Alternate Interior Angles (HSG.CO.C.9)

This is a note from Heath's translation of the Elements about the theorem(s) I'll talk about below. It serves as a better introduction than anything I thought of writing:

With this proposition [27] begins the second section of the first Book. . . . [This] section leads up to the third, in which we pass to relations between the areas of triangles, parallelograms, and squares, the special feature being a new conception of equality of areas, equality not dependent on congruence. This whole subject requires the use of parallels. Consequently the second section beginning at 1.27 establishes the theory of parallels.

It's probably not too unfair to paraphrase the above as saying "we need this parallelism stuff to get to some much cooler stuff in the next section of the book."

And it reminds me that a lot of what we learn about mathematics in school is similarly transitional, connecting a much more sparse population of robust or "interesting" topics. Focusing exclusively on these transitional topics—this connective tissue—or on the entire subject as transitional, is what mathematician Edward Frenkel refers to as "painting the fence" in art class.

But of course few of these interesting real-world topics would be interesting without the connective tissue. So, while it is certainly worth our while to use the 20% to get students to plow through the "boring" 80%, pretending that everything is in the 20% (the Lake Wobegon effect of curriculum design, if you will) is a delusion resting on a gross ignorance of reality and of mathematics.

All Fired Up for Learning Now?

With that said, this 'transitional' proof is a little bit interesting in the way Euclid seems to break some rules in order to get to his conclusion:

Let the straight line \(\small\mathtt{EF}\) falling on the two straight lines \(\small\mathtt{AB}\), \(\small\mathtt{CD}\) make the alternate angles \(\small\mathtt {AEF}\), \(\small\mathtt{EFD}\) equal to one another; I say that \(\small\mathtt{AB}\) is parallel to \(\small\mathtt{CD}\). For, if not, \(\small\mathtt{AB}\), \(\small\mathtt{CD}\) when produced will meet either in the direction of \(\small\mathtt{B}\), \(\small\mathtt{D}\) or towards \(\small\mathtt{A}\), \(\small\mathtt{C}\).

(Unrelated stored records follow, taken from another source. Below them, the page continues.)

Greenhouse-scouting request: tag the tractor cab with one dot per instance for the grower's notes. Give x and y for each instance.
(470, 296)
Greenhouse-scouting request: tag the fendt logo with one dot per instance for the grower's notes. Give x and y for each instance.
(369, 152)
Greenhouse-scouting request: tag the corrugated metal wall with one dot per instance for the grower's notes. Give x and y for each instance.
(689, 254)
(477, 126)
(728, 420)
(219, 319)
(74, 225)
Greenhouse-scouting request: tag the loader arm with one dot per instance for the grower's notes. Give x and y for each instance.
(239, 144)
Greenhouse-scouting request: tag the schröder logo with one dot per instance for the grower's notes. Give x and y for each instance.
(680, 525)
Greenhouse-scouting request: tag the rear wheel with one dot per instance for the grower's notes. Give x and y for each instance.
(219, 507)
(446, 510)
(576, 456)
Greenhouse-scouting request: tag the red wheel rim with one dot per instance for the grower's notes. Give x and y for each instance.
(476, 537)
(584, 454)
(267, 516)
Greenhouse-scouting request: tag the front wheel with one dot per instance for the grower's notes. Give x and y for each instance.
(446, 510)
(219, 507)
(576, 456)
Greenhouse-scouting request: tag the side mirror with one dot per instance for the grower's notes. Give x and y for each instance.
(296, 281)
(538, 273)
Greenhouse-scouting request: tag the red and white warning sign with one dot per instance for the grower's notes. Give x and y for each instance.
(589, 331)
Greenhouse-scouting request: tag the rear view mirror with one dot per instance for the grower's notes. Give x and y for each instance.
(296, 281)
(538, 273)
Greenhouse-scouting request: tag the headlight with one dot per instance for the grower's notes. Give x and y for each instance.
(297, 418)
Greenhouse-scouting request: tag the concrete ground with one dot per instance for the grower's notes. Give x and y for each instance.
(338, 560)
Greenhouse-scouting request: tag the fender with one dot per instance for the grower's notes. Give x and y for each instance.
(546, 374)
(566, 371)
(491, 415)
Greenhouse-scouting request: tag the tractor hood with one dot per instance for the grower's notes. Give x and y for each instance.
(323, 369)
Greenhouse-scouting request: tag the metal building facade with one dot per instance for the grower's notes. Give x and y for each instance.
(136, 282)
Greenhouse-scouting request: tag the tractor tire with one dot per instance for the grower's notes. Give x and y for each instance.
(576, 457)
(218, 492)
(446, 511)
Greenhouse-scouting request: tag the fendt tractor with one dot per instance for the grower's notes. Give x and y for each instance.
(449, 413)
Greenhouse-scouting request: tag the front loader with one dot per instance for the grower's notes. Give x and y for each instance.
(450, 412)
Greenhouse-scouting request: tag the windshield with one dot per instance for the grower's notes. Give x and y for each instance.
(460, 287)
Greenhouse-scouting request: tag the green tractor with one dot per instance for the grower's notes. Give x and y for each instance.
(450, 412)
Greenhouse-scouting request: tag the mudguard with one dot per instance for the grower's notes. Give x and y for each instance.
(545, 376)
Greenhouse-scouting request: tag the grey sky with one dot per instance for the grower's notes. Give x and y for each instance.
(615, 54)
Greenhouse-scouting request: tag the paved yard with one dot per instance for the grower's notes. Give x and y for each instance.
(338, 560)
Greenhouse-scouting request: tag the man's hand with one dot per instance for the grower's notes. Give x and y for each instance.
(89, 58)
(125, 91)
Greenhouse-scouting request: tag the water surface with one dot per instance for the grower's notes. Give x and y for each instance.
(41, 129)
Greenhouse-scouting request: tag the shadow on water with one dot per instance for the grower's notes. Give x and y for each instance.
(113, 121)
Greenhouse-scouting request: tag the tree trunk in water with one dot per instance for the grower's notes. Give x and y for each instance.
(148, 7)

We can see that this will be another proof by contradiction. He supposes that he is wrong and that lines \(\small\mathtt{AB}\) and \(\small\mathtt{CD}\) are not parallel. Therefore, they will meet at some point.

What's weird is how, in the diagram, these lines are made to meet—by making each one of them two lines instead of one! But the only reason that would be a problem is if anything in the rest of the proof relies on this distortion to be true. Let's see:

Let them be produced and meet, in the direction of \(\small\mathtt{B}\), \(\small\mathtt{D}\), at \(\small\mathtt{G}\). Then, in the triangle \(\small\mathtt {GEF}\), the exterior angle \(\small\mathtt{AEF}\) is equal to the interior and opposite angle \(\small\mathtt{EFG}\): which is impossible. [Because Proposition 16 of the first Book tells us that the exterior angle is always greater than either of the interior angles.]

Therefore \(\small\mathtt{AB}\), \(\small\mathtt{CD}\) when produced will not meet in the direction of \(\small\mathtt{B}\), \(\small\mathtt{D}\). Similarly it can be proved that neither will they meet towards \(\small\mathtt{A}\), \(\small\mathtt{C}\).

The mention of \(\small\Delta\mathtt{GEF}\) seems like a mistake, given the distortion in the drawing, but this triangle would exist even without the distortion if lines \(\small \mathtt{AB}\) and \(\small\mathtt{CD}\) were not parallel, since the lines would have to meet at some point.